Manifiesto de Economistas Frente a la Crisis: La hora de la política

La sociedad necesita nuevos consensos para impulsar un proyecto  para España

La tesis que ha marcado la contribución de Economistas Frente a la Crisis (EFC) al análisis de la crisis estaba contenido en la expresión  “No es economía, es ideología”, titulo de cabecera del libro publicado en 2012 y emblema de nuestro manifiesto fundacional (diciembre de 2011) ambos con una crítica contundente a las políticas de austeridad.

Aunque en su momento esas posiciones nos situaban a contracorriente de las ideas dominantes, hoy son pocos los que continúan defendiendo políticas de consolidación fiscal con los ritmos y las exigencias que entonces se planteaban. La relajación discrecional de los ajustes fiscales desde el Consejo Europeo  y la expansión monetaria desde el BCE ha permitido algunos atisbos de crecimiento que están siendo abortados por las limitaciones e inconsistencia de los nuevos impulsos, sin duda porque permanecen vivas y dominantes las ideologías sobre las que se han asentado las políticas de austeridad. Es, sobre todo, el caso de Alemania que debe de ampliar sus perspectivas y aceptar que la recuperación de la demanda interna es hoy un objetivo relevante. Y también la falta de firmeza de los grandes países del sur, Francia incluida, que se allanan a los intereses de los ganadores en esta crisis.

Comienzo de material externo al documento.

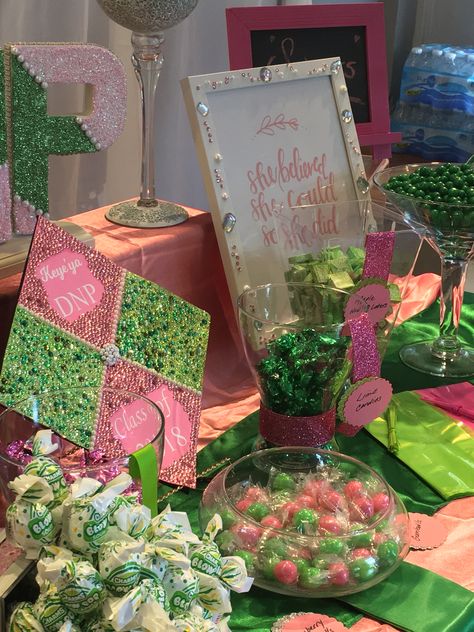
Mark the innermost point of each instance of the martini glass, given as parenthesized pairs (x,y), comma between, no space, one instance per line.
(449,228)
(147,19)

Quizás por ello, “seguimos en plena crisis” entendida, no solo como un periodo con profundos desequilibrios sociales, representados simultáneamente por un impresionante aumento de la desigualdad y un insoportable desempleo de recursos, sino también como un tiempo en el que la desorientación y el desconcierto social y político sigue siendo la norma.

El pasado se nos muestra presente no solo por el ingente peso de la deuda financiera sino también por el incesante goteo de la corrupción, rasgos típicos de un modelo económico de raiz inmobiliario-especulativa que es, en esencia, una gran maquinaria que solo prospera desde su capacidad de compra de voluntades. El deterioro ético e institucional que estamos padeciendo en España (y también en Europa) justifica la indignación ciudadana que reclama una mirada más limpia de la democracia y políticos con voluntad para enfrentarse a las desigualdades acrecentadas en los últimos diez años. Simplemente tratan de evitar que se consoliden en “una nueva normalidad” ya inamovible o que los desequilibrios provocados por “las reformas estructurales” nos instalen definitivamente en una sociedad desestructurada, sin capacidad para generar nuevos consensos en torno a un “objetivo pais” ambicioso.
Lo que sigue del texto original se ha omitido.